"The piece which follows has never been published before(1979). There are only two surviving manuscripts of it, one a garbled copy and the other a summary, and it is only distantly connected with other versions of King Arthur's death. The most likely explanation for its existence lies in the brief and mysterious account which Geoffrey of Monmouth and his imitators gave of Arthur's death. The piece is headed 'This is the true history of Arthur's death', and the closing words lead into the chapter of Geoffrey of Monmouth's book which follows Arthur's death, as though the story was intended to replace the end of Geoffrey's account by a fuller and more explicit version. It is included here as a reminder that anyone was at liberty to invent a variation on the 'accepted' story of Arthur, though very few of these variations have actually survived.
The main manuscript in which the story is found is fourteenth-century, and probably came from North Wales, but beyond this it is difficult to say when the story was written. There are details in it which echo the romance version of Arthur's death as told by Malory. However, they are distant echoes: here Arthur is killed by adder's venom, in Malory an adder is the cause of the great last battle; here Arthur's tomb appears miraculously in the place where he was to be buried, in Malory the tomb materialises miles from where he was last seen alive; in both, Arthur is buried at a hermitage. Other details come from Celtic tradition; there was a widespread belief that Arthur was still alive, which Geoffrey hinted at my making him go to the mysterious isle of Avalon, and which we know of from a number of twelfth-century writers. However, the discovery of Arthur's supposed grave at Glastonbury in 1191 had severely shaken belief in this idea, and it would be tempting to say that the present story, which does not mention Glastonbury as the site of the tomb but puts his burial firmly in Gwynedd, was earlier than 1191. But the Glastonbury discovery was not accepted as genuine by everyone, and the writer could simply have ignored it.

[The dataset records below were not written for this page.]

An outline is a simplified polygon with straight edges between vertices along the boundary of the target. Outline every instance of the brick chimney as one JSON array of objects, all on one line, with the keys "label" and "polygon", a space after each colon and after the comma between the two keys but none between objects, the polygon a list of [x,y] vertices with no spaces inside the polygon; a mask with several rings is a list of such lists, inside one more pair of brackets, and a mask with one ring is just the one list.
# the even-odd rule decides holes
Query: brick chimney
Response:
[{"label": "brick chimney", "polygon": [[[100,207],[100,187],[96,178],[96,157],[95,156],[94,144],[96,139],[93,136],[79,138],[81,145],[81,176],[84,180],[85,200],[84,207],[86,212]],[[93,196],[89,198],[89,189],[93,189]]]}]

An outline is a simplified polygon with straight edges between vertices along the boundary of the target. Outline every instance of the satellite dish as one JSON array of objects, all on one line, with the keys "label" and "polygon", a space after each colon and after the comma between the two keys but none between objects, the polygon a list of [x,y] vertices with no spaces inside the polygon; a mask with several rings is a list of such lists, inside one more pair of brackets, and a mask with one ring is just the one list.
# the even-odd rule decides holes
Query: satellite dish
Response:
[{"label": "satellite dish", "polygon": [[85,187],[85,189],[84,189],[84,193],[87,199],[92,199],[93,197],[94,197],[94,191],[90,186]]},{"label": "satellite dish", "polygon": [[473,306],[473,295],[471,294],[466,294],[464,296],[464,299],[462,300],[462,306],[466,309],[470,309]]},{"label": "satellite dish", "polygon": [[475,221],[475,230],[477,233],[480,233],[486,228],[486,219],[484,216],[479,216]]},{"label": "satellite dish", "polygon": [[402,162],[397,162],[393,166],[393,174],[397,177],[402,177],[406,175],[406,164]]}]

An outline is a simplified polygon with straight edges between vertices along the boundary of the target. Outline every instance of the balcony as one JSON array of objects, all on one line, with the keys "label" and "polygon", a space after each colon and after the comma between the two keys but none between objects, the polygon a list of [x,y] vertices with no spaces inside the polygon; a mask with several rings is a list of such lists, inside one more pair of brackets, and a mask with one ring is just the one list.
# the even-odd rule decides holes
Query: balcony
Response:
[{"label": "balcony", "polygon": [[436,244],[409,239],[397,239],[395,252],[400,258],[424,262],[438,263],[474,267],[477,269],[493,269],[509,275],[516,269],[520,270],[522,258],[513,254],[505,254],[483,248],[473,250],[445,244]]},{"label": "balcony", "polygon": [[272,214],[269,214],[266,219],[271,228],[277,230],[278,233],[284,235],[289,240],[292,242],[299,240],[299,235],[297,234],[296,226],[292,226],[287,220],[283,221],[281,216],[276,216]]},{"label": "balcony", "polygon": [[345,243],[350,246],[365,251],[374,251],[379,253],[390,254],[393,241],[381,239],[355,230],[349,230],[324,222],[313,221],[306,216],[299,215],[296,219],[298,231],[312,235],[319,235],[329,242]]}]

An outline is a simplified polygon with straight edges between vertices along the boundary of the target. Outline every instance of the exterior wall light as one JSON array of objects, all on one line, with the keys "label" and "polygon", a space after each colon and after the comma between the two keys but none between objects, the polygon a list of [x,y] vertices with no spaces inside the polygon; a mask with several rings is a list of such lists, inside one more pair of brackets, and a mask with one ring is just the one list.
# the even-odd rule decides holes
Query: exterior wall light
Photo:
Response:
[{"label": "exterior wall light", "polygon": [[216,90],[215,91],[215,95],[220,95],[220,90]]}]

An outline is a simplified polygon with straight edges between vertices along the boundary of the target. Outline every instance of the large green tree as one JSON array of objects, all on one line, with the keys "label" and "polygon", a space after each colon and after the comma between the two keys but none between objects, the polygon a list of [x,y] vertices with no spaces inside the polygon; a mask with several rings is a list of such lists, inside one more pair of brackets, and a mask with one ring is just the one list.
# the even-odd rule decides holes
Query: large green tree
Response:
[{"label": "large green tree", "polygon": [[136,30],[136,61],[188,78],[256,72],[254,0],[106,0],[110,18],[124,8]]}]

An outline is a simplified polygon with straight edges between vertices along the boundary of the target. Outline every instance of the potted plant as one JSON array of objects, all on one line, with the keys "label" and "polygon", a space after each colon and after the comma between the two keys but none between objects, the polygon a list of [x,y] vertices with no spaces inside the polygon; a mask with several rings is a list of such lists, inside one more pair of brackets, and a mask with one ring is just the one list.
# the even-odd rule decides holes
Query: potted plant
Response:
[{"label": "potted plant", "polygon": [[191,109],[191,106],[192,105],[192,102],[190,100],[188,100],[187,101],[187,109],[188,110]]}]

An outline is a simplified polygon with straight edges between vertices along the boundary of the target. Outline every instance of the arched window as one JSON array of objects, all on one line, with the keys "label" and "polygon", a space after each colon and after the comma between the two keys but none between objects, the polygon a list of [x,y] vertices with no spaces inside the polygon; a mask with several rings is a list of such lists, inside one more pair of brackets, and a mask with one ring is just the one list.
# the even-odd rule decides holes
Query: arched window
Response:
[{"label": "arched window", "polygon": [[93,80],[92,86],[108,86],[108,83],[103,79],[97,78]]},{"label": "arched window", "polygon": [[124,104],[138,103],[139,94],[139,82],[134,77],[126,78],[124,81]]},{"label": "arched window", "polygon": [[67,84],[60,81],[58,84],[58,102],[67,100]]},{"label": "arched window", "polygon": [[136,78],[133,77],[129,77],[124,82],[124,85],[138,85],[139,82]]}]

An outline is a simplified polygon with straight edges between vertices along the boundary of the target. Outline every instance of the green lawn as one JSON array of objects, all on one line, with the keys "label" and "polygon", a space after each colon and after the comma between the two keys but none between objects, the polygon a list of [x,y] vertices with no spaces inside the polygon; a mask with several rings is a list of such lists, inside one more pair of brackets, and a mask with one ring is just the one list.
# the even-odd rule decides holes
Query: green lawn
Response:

Other parts of the narrative seem to be taken from the world of Welsh romance as found in The Mabinogion. For instance, the thunder and mist which descends on Arthur's body is not unlike an episode in the story of Pryderi, when Pryderi and his wife Rhiannon are laid under a spell.
A bowl and fountain are associated with a violent storm in a French romance based on Celtic stories, Chrétien de Troyes' Yvain, and the disappearance of Arthur's body could have come from a more elaborate version of Pryderi's enchantment. Equally, though there is no exact parallel, the young man with his elm lance could be a magical figure from Welsh romance. Arthur's devotion to the Virgin Mary could be taken from The History of the Britons. The general style of the piece is ambitious in its language, and points to a well-educated cleric as the author. Such, in brief, are the few scraps of evidence we have about this curious fragment, which, because of the complex phrasing of the which the original, is presented here in a fairly free translation."